Para se chegar a esta praia, é preciso seguir a avenida que atravessa Bombinhas até o seu final. Nesse ponto, descendo, chega-se ao Retiro dos Padres, nome mais comum da praia dos Ingleses. Antes, um descampado no lado esquerdo da estrada – com uma porteira obstruindo um caminho que se perde no mato – indica a entrada da Sepultura. Do lado da porteira, há espaço suficiente para uma motocicleta passar. A estradinha escorrega pelo morro, fazendo voltas. Um vira-lata deitado adiante, próximo de uma casa onde dois pedreiros trabalham, dá a sensação de se estar invadindo terreno particular.

Uns metros pelo caminho ladeado de mato e aparece um espaço gramado, no fim do qual há uma garagem aberta, de alvenaria, com espaço para três ou quatro carros. Atrás dela eleva-se um monte coberto de vegetação. Este molhe natural tem, à esquerda, uma fina faixa de praia, três barracões de pesca, uma ou duas casas. À direita, um costão pedregoso e o mar aberto.

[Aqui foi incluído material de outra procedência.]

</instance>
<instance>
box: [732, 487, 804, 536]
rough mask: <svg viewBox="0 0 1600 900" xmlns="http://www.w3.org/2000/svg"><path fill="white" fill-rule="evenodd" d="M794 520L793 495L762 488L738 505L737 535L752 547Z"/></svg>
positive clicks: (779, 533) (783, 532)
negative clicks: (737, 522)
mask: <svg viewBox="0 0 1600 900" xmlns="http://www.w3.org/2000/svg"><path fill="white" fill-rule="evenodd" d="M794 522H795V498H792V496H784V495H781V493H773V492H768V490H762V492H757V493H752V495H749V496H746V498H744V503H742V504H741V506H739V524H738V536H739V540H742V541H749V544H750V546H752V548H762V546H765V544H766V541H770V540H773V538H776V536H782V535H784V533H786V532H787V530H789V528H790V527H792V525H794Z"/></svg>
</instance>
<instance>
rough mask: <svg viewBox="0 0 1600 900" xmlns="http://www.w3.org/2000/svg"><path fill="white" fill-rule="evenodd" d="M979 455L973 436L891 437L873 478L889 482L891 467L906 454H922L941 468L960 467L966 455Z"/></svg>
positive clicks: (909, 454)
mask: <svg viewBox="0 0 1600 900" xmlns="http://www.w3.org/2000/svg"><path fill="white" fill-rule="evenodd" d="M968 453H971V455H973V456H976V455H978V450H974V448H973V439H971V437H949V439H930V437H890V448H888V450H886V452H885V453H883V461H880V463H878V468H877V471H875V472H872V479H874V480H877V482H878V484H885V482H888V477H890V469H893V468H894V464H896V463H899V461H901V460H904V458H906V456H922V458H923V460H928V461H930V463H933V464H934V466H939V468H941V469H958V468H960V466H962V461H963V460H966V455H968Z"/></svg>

De costas para quem chega, diante da garagem, seu Naro conversa com alguém pelo aparelho celular. Concorda, resmunga algo, desliga. Os barracões ali embaixo pertencem a ele, herança familiar, assim como este ponto de pesca. São três construções de madeira, seis metros de largura por doze de comprimento cada um. Entre o primeiro e o segundo, há umas fileiras de traves baixíssimas de varas de bambu, parecidas com obstáculos de corrida, só que rentes ao chão. Eram usadas para se esticar a rede ao abrigo da umidade, hoje servem apenas “para contar história”, como explica o proprietário.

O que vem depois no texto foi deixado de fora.